Since the symptoms of Back-Attack 2.0 were nearly identical to Back-Attack 1.0, I decided I better get check out.  

Nope, it's just the S9 acting up again.  Only this time, I have way less pharmaceutical assistance.  Anti-inflammatory drugs, heat, and taking it easy--stupid!

I did make an appointment with my real doctor.  Hopefully she can give me some ideas for how to take care of my problematic hips and lower back a bit more proactively.  Maybe some physical therapy?  I'd like to avoid back attack 3.0.  

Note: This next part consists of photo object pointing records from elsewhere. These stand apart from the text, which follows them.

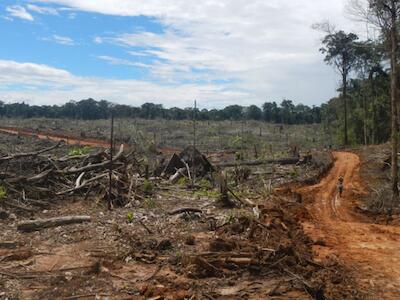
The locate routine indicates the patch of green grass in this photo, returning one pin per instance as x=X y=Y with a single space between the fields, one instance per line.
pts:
x=204 y=183
x=79 y=151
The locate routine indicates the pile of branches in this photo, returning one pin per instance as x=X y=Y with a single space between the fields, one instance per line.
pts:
x=272 y=244
x=38 y=178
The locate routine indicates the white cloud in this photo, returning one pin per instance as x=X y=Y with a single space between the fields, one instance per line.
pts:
x=44 y=84
x=63 y=40
x=18 y=11
x=266 y=48
x=42 y=9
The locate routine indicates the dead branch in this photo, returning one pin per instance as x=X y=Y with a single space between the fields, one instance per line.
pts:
x=39 y=224
x=185 y=209
x=92 y=167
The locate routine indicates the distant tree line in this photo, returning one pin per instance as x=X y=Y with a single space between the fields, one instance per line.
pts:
x=286 y=112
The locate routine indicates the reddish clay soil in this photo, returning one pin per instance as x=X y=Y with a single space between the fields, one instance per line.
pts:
x=371 y=250
x=55 y=137
x=73 y=140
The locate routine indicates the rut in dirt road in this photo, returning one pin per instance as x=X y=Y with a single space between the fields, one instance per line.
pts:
x=371 y=250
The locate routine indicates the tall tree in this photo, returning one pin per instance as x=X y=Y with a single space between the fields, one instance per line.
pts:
x=340 y=51
x=386 y=15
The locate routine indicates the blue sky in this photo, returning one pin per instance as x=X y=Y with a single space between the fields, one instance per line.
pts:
x=170 y=52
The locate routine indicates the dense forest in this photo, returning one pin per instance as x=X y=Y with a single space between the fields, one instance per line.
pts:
x=360 y=114
x=286 y=112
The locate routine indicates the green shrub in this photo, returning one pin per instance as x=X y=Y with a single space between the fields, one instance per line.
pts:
x=149 y=203
x=130 y=217
x=3 y=192
x=79 y=151
x=148 y=187
x=182 y=181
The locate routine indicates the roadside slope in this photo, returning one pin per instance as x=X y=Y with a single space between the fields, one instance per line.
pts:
x=371 y=250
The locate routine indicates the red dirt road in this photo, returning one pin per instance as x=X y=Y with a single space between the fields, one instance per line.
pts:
x=372 y=251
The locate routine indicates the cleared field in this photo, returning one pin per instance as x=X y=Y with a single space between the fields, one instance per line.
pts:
x=255 y=138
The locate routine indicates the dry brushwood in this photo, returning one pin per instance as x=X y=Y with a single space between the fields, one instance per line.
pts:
x=39 y=224
x=30 y=179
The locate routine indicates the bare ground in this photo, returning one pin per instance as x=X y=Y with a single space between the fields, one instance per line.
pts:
x=371 y=250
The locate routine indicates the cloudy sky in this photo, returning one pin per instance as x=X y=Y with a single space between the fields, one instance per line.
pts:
x=219 y=52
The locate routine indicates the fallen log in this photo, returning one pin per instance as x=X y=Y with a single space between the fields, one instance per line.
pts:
x=246 y=202
x=39 y=224
x=282 y=161
x=185 y=209
x=92 y=167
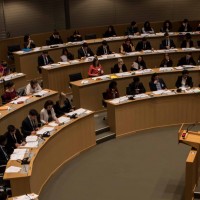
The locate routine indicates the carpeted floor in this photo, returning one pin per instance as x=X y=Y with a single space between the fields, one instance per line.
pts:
x=149 y=165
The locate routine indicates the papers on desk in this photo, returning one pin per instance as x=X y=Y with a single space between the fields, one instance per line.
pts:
x=44 y=130
x=20 y=100
x=41 y=93
x=26 y=197
x=166 y=69
x=13 y=169
x=123 y=74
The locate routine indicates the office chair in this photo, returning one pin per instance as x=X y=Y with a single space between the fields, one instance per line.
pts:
x=90 y=36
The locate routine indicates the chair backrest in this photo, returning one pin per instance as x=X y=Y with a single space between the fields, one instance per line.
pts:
x=90 y=36
x=75 y=77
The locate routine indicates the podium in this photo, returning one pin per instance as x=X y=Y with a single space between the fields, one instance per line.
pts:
x=191 y=138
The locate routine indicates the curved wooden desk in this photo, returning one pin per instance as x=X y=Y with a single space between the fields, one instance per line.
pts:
x=27 y=62
x=51 y=80
x=18 y=112
x=90 y=95
x=158 y=111
x=66 y=142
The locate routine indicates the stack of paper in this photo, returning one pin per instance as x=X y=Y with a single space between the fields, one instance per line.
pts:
x=13 y=169
x=20 y=100
x=44 y=130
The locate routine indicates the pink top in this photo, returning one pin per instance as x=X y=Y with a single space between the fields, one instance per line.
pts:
x=95 y=71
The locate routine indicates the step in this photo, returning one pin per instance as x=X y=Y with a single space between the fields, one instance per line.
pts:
x=103 y=137
x=102 y=130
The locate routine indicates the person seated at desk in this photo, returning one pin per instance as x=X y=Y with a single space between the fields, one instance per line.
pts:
x=66 y=55
x=10 y=92
x=30 y=123
x=167 y=27
x=167 y=43
x=28 y=43
x=144 y=44
x=112 y=91
x=157 y=83
x=4 y=155
x=76 y=37
x=55 y=38
x=95 y=69
x=133 y=29
x=4 y=70
x=47 y=114
x=166 y=62
x=14 y=138
x=110 y=32
x=187 y=60
x=62 y=106
x=138 y=64
x=85 y=51
x=147 y=29
x=136 y=87
x=185 y=27
x=127 y=46
x=187 y=43
x=185 y=80
x=104 y=49
x=119 y=66
x=33 y=87
x=43 y=60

So, yes to low impact stuff once I am healed.
No to abs and back classes, at least until I get a prescription for that kind of activity.

Or maybe I should just give up on exercise.  It will kill you.  

Tuesday, March 12, 2013

Been There, Done That: Yeah!?!

During Secu-Lent I weigh in on Wednesdays, because Lent started on Wednesday, February 13th.  Last Tuesday, the Dow hit its record high and someone on the "All Things Considered" described the significance.

The analysis of the Dow said something like, "well, it's good, because people made back the money they lost in the recession.  But, it's not like there is going to be any champagne corks popping."

That's how I am feeling.  Secu-Lent has been a great success in the first half +.  For the most part, I feel good.  I am losing weight.  And, it hasn't been that hard (okay, this week has been a bit hard).  I am also feeling pretty good in the gym.

Yet, despite my successes, I feel like I am still just making up lost ground.  If I hit my next "milestone" tomorrow, that puts me back at where I started in January 2012.  Ugh.

If I follow that logic, though, that I am just treading trodden ground.  I have to get to my lowest weight in recent history: after the Juice challenge when I bottomed out at 214, before I will be covering new territory.